Russia battered Ukrainian energy facilities with hundreds of drones and missiles, Kyiv said Thursday, killing two people, wounding children, and piling more pressure on Ukraine's fragile energy grid.

The attack came as Russian forces said they had captured two more villages in eastern and southern Ukraine, where Kyiv's outnumbered forces have steadily lost ground to Moscow.

President Volodymyr Zelensky announced the toll in a social media statement and said Russian forces had targeted civilians and energy facilities in nine regions and the capital Kyiv.
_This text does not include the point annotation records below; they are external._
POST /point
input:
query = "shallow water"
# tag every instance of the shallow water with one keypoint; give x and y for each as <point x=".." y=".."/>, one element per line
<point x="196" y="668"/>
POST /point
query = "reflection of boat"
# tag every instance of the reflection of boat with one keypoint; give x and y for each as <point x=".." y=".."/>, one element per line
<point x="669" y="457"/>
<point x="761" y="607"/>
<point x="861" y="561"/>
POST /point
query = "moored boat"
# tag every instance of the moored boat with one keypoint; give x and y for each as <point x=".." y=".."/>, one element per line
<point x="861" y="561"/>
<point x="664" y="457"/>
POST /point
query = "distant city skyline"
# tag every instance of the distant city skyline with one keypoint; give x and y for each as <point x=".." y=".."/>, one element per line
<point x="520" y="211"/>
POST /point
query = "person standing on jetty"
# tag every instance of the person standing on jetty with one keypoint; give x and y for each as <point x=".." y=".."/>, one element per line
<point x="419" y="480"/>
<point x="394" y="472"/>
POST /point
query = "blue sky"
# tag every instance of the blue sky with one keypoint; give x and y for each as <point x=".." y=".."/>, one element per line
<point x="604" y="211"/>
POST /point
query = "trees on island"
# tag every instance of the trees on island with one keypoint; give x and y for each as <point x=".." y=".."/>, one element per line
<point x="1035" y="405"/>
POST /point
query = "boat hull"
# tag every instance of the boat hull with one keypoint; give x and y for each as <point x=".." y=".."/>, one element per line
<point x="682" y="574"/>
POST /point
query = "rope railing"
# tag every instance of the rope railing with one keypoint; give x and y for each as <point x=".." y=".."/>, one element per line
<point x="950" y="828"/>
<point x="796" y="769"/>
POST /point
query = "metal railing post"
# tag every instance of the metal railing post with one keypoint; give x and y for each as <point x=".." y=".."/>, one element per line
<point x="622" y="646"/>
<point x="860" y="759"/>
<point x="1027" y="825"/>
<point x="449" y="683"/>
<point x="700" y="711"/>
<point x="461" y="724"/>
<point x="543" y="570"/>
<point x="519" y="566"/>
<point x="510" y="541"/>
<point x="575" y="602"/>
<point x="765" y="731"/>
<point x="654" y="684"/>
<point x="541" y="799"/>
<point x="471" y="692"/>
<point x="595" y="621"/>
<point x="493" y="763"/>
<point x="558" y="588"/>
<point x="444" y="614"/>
"We count on America, Europe, and the G7 countries not to ignore Moscow's intent to destroy everything," Zelensky said, calling for more sanctions to pressure Russia to end its invasion.

DTEK, Ukraine's largest private energy company, said power plants were damaged in various regions, without specifying.

Its CEO Maxim Timchenko called it a "bad blow in our efforts to keep power flowing this winter."

In the Western region of Lviv, which borders NATO and EU member Poland, the regional governor said two energy facilities were hit.

The Russian Defence ministry said it had launched a "massive" missile and drone attack on Ukrainian military-industrial sites, energy infrastructure and airbases.

The Kremlin has attacked Ukrainian power infrastructure each winter since invading in 2022, forcing Kyiv to impose electricity restrictions and import energy from abroad.

- Russia captures villages -

The Russian barrage consisted of 52 missiles and 653 drones, the Ukrainian air force said, adding that it had downed 623 air targets.

In the southeastern city of Zaporizhzhia, the regional military administration chief said two people were killed and 17 were wounded, including six children.

An AFP journalist saw a residential building gutted in the attack and rescue workers clearing debris while residents surveyed the destruction.

Four more were wounded in the Vinnytsia region.

AFP journalists in Kyiv heard Russian drones buzzing over the capital overnight.

The energy ministry said a "significant number of consumers" were cut off from electricity supplies as a result of the attacks, without giving figures.

Russia's defence ministry meanwhile said it had downed 170 Ukrainian drones overnight, including 48 in Bryansk region, which borders Ukraine, and nine in Moscow region which surrounds the capital.

And it said its forces had wrested control of Sadove in the northeastern Kharkiv region and Krasnogirske in Zaporizhzhia region, which the Kremlin claims is part of Russia.

Moscow has kept up a near-constant barrage of drone and missile attacks as it grinds on with the invasion it launched in February 2022.

Ukraine has increasingly responded with its own strikes targeting Russian oil refineries and other energy infrastructure.

US President Donald Trump has been trying to secure a peace deal since he returned to the White House in January, but talks have made little progress.